Single by Metallica

from the album Kill 'Em All
- B-side: "Whiplash (Special Neckbrace Remix)"
- Released: August 8, 1983
- Recorded: May 10–27, 1983
- Studio: Music America Studios (Rochester, New York)
- Genre: Thrash metal; speed metal;
- Length: 4:10
- Label: Megaforce
- Songwriters: James Hetfield; Lars Ulrich;
- Producer: Paul Curcio

Metallica singles chronology
|  | "Whiplash" (1983) | "Jump in the Fire" (1984) |

Audio sample
- Whiplashfile; help;

= Whiplash (Metallica song) =

"Whiplash" is a song by American heavy metal band Metallica. It was released as the first single from their debut album, Kill 'Em All, and the band's debut single overall, released on August 8, 1983. The song has been covered a number of times, most notably by Motörhead, whose version won a Grammy Award for Best Metal Performance.

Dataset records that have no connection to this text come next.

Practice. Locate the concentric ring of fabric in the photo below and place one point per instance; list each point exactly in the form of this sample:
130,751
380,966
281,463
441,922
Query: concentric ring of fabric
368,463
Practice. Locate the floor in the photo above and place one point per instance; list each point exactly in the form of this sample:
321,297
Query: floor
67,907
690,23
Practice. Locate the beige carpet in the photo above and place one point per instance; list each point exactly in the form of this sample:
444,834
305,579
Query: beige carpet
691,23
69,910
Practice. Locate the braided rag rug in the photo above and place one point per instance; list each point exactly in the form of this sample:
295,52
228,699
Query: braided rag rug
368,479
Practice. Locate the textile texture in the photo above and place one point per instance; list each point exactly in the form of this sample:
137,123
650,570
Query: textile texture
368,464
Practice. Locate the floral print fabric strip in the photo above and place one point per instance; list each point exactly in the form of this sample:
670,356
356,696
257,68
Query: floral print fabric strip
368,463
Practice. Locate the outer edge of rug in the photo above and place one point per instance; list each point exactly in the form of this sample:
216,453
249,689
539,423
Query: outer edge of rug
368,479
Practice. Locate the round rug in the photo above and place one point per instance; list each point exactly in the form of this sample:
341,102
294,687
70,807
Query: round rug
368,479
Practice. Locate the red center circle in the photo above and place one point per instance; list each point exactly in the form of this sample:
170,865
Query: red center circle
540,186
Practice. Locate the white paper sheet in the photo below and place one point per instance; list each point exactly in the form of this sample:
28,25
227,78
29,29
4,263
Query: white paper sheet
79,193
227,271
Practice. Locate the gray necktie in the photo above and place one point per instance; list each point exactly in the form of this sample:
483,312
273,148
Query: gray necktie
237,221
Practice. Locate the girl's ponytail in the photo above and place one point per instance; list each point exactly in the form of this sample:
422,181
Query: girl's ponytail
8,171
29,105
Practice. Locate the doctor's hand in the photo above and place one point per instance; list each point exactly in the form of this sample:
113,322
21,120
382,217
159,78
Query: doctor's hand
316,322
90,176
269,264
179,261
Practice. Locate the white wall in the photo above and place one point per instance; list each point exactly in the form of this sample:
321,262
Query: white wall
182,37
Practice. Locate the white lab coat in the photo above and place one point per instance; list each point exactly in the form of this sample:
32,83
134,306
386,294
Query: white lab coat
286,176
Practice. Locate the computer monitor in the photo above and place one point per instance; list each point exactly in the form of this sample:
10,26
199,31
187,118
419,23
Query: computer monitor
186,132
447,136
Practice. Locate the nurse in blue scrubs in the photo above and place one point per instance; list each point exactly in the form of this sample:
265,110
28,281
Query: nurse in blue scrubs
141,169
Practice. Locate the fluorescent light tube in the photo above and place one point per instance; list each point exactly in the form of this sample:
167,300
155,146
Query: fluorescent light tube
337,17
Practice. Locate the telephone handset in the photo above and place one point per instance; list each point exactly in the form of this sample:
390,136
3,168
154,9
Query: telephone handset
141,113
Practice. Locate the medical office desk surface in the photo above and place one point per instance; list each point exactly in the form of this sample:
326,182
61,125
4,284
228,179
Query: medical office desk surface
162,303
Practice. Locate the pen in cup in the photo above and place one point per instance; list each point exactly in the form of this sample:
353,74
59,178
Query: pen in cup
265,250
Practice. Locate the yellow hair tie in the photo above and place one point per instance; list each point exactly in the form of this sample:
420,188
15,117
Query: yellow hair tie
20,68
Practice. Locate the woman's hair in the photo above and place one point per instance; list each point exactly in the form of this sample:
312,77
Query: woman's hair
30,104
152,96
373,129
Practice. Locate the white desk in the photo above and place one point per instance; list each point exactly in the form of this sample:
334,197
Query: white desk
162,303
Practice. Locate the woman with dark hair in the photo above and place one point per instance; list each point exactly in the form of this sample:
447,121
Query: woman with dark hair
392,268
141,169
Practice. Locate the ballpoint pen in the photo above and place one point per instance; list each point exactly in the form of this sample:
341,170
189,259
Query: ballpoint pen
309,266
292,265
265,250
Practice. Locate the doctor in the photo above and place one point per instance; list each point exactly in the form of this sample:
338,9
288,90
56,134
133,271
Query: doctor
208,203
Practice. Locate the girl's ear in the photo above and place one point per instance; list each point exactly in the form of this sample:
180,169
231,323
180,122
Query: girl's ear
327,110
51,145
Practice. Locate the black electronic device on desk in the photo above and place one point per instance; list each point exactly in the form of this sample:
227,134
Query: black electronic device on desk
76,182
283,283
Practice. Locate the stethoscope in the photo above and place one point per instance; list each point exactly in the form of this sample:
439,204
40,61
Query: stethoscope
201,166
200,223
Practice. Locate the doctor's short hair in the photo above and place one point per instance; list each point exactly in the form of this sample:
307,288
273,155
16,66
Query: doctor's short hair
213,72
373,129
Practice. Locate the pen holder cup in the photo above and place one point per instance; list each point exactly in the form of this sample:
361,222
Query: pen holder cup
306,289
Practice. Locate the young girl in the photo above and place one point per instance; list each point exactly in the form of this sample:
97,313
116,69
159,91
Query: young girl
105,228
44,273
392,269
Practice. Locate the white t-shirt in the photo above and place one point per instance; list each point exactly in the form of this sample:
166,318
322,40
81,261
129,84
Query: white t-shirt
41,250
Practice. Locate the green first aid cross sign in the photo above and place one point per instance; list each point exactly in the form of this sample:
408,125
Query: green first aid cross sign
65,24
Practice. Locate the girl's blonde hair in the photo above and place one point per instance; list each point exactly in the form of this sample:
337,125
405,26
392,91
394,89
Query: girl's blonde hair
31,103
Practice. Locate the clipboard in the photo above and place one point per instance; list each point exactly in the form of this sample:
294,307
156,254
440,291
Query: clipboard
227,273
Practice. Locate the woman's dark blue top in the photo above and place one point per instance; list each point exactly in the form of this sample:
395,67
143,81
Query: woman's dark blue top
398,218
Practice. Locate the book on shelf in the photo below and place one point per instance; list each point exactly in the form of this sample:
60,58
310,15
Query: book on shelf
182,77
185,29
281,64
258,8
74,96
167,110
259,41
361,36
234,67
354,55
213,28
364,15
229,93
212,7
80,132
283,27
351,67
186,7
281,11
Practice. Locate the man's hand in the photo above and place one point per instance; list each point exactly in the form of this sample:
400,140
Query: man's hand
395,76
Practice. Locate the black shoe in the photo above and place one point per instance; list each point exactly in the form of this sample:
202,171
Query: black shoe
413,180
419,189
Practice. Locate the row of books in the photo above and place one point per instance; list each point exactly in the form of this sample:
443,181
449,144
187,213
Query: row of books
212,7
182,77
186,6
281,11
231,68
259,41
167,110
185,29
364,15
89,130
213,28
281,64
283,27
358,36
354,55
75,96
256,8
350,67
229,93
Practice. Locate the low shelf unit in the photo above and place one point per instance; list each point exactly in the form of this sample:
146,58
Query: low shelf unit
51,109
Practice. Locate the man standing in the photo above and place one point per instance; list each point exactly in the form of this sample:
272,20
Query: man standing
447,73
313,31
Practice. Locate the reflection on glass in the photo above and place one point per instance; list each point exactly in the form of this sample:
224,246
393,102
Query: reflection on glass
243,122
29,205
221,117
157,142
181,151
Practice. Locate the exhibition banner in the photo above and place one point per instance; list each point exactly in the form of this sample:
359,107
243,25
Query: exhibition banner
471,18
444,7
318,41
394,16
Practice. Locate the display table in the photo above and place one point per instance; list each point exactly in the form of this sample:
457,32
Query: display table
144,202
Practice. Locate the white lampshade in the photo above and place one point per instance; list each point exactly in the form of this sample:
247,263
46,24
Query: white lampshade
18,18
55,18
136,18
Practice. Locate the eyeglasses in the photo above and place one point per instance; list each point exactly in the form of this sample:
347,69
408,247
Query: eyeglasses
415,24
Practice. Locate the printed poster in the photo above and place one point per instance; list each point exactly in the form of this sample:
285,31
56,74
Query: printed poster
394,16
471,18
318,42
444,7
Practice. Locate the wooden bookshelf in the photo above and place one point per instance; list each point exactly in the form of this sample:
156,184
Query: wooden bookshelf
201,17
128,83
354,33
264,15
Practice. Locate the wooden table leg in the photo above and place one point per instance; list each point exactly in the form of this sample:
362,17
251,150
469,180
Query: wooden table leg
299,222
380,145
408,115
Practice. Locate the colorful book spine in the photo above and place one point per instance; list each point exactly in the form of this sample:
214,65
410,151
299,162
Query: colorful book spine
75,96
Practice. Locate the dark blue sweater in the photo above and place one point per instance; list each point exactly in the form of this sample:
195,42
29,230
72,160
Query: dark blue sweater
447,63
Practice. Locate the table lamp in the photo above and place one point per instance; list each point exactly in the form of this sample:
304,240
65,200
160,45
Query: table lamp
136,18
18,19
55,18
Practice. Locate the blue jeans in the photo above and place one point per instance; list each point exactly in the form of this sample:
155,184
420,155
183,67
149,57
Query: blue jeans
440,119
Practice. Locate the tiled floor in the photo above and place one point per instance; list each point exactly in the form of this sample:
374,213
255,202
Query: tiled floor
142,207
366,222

The single also includes fake live performances of "Seek & Destroy" and "Phantom Lord", which are actually alternate studio recordings with overdubbed crowd noise.

== Live performances ==
"Whiplash" was first played live in October 23, 1982, and was one of the last songs Metallica wrote for Kill 'Em All.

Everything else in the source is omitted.